Una coperta in patchwork che sembra un quadro tanto è bella, dipinti con invitanti e delicati paesaggi, quadri con volti di donna, informali rappresentazioni del proprio intimo, di desideri e paure. E ancora un omaggio al papa emerito Ratzinger, ceramiche, piccole sculture, pannelli materici. È la fantasia femminile intrisa di sensibilità e originalità a dominare nelle tre sale di palazzo Foppoli a Tirano dove è stata inaugurata, giovedì, la mostra "Donne & Colori Ricordando Lelia" organizzata dall’associazione Pro Loco Tirano in ricordo di Lelia Canale, anima del sodalizio per tanti anni.
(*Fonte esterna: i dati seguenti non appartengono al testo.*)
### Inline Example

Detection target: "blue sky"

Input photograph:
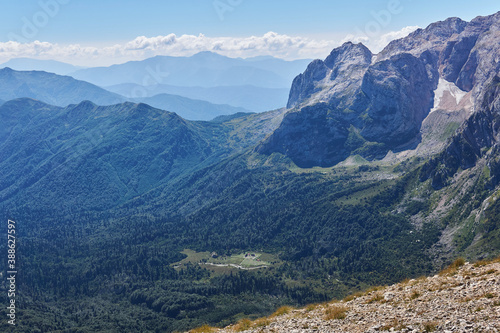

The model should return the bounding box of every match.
[0,0,500,62]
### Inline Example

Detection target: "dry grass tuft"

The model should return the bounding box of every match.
[325,305,349,320]
[253,317,271,327]
[366,293,384,304]
[422,321,439,332]
[270,306,293,318]
[234,318,252,332]
[439,257,465,276]
[189,325,217,333]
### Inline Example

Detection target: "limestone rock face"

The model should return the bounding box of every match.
[257,12,500,167]
[287,43,373,108]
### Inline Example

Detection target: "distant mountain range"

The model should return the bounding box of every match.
[0,68,125,106]
[105,83,290,112]
[0,68,249,120]
[0,52,309,115]
[71,52,310,88]
[0,58,85,75]
[129,94,250,120]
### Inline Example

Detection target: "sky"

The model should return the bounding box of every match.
[0,0,500,66]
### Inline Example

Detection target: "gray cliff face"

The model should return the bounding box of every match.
[287,43,373,108]
[257,12,500,167]
[361,53,437,147]
[420,76,500,189]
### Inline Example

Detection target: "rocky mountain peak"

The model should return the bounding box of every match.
[257,13,500,167]
[287,42,373,108]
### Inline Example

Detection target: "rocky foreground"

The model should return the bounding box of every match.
[193,259,500,333]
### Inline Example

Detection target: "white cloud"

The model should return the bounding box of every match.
[0,27,422,66]
[342,26,420,53]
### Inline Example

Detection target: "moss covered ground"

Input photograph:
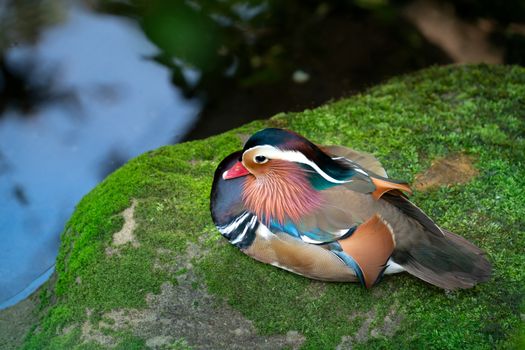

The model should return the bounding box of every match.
[9,66,525,349]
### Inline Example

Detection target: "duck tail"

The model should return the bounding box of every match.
[392,230,492,290]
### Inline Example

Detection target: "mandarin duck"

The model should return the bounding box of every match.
[210,128,492,290]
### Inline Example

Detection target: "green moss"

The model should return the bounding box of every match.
[21,66,525,349]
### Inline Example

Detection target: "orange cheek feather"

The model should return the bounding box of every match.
[243,160,322,224]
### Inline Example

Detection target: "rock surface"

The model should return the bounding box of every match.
[0,66,525,349]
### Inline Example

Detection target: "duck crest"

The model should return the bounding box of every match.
[243,160,322,224]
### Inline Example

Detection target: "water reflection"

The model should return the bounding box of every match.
[0,7,200,308]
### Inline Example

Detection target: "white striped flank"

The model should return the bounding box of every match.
[217,212,250,235]
[230,215,257,244]
[243,145,358,184]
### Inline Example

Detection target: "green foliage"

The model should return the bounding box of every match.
[21,66,525,349]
All’edizione 2013 partecipa un piccola schiera: 45 donne con una caratteristica ormai collaudata, quella cioè della presenza di artiste non solo di Tirano, ma di tutta la provincia e anche della vicina Svizzera.
Al taglio del nastro una folla di donne applaudita dalle autorità fra cui il presidente della Comunità montana, Franco Imperial, che ha tratteggiato il ricordo di Lelia e, soprattutto si è complimentato con la Pro loco (rappresentata da Monica Castelnuovo), «macchina da guerra che rende viva Tirano con tutte le manifestazioni organizzate». Il sindaco, Pietro Del Simone, si è soffermato sul mondo femminile, sulla sua tenacia e determinazione, sul ruolo che sta assumendo nella politica e nell’imprenditoria.
Novità quella che sarà possibile rivedere sul sito
www.donneecolori.weebly.com tutte le opere esposte.
Gli orari di apertura della mostra, allestita fino al 15 marzo, sono 10-12 e 15-18 tutti i giorni, al sabato e domenica la chiusura sarà alle ore 20. L'ingresso è libero.